The ranking rows are linked to county profiles so each record can be checked against school lists, district context, and local source notes. These rows show the range inside the table:

  • Barbour County, AL ranks #1 with $3,173 per-pupil spending; related signals show 85.3% graduation rate and School Score 12.9.
  • Baker County, OR ranks #2 with $3,289 per-pupil spending; related signals show 83.6% graduation rate and School Score 9.7.
  • Yukon-Koyukuk Census Area, AK ranks #3 with $3,314 per-pupil spending; related signals show 66.3% graduation rate and School Score 0.5.
  • Harney County, OR ranks #4 with $3,412 per-pupil spending; related signals show 88.1% graduation rate and School Score 20.2.
  • Oneida County, ID ranks #5 with $4,034 per-pupil spending; related signals show 92.0% graduation rate and School Score 33.8.

How to Use This Ranking

Rankings are useful when they help you decide where to look next. They are weaker when treated as a final verdict on a county or school system.

  • Treat the lowest per-pupil spending rank as a finance signal, not a complete measure of classroom quality.
  • Compare spending against the state average and local cost context. Labor costs, transportation, enrollment scale, and special programs can all move the number.
  • Read spending beside graduation rate and School Score. Similar finance levels can appear alongside very different completion outcomes.

Data Caveats for Per-Pupil Spending Rankings

A lowest spending rank reflects current operating expenditure per fall enrollment. It excludes capital outlays and debt service, and it is not adjusted for regional cost of living.

Very high spending can reflect remote transportation or high labor costs, while very low spending can reflect state formulas, enrollment scale, or local revenue limits. The rank identifies a budget signal, not the cause.

Low Funding and Low Outcomes Often Go Together

The correlation between spending and outcomes is not perfect. Some low-spending counties report graduation rates near or above national benchmarks, while others report weaker completion. The general pattern is descriptive: counties spending under $9,000 per pupil often have less operating room for staffing, transportation, facilities, and support services.

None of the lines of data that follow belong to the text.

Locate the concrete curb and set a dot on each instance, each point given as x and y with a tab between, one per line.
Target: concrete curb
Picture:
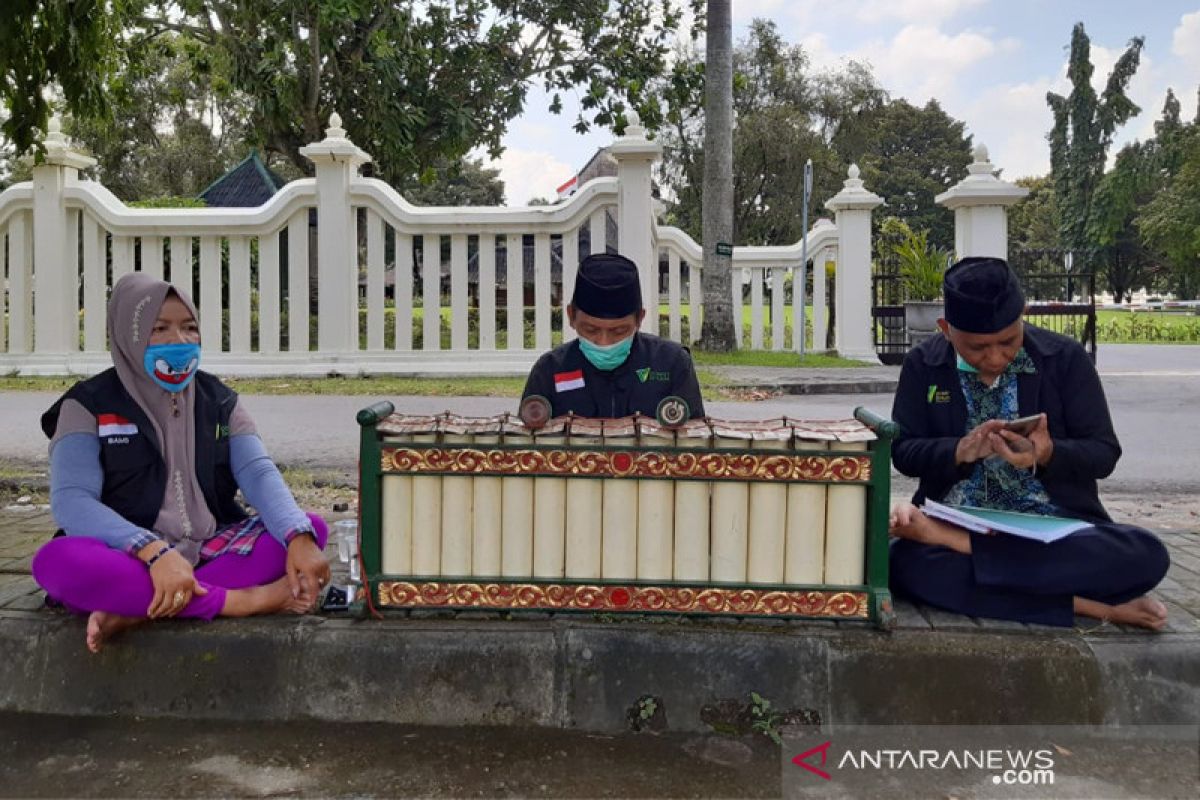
583	674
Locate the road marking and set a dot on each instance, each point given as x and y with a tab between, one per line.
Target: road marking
1153	373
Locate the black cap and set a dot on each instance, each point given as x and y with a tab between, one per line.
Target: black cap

These counties are concentrated in the Southeast (Mississippi, Alabama, Tennessee) and the Mountain West (Utah, Idaho, Arizona). In many cases, state funding formulas and local property tax bases help explain persistent spending gaps.

Methodology

Per-pupil expenditure data comes from the NCES School District Finance Survey (F-33), aggregated to the county level. Figures reflect current spending per fall enrollment, excluding capital outlays and debt service. The national average of $13,239 is derived from the most recent NCES release.

Sources and Review

Data vintage: NCES 2022-23 public school and school-finance releases. Data sources are selected for this article's metric focus. County figures are informational estimates and may differ from other published analyses due to methodology, aggregation, suppression, or reporting-year differences. Last editorial review checked source links, data vintage, visible caveats, and county-profile links.

Continue the Research

Use this article as a starting point, then verify county-level signals against official district and state records.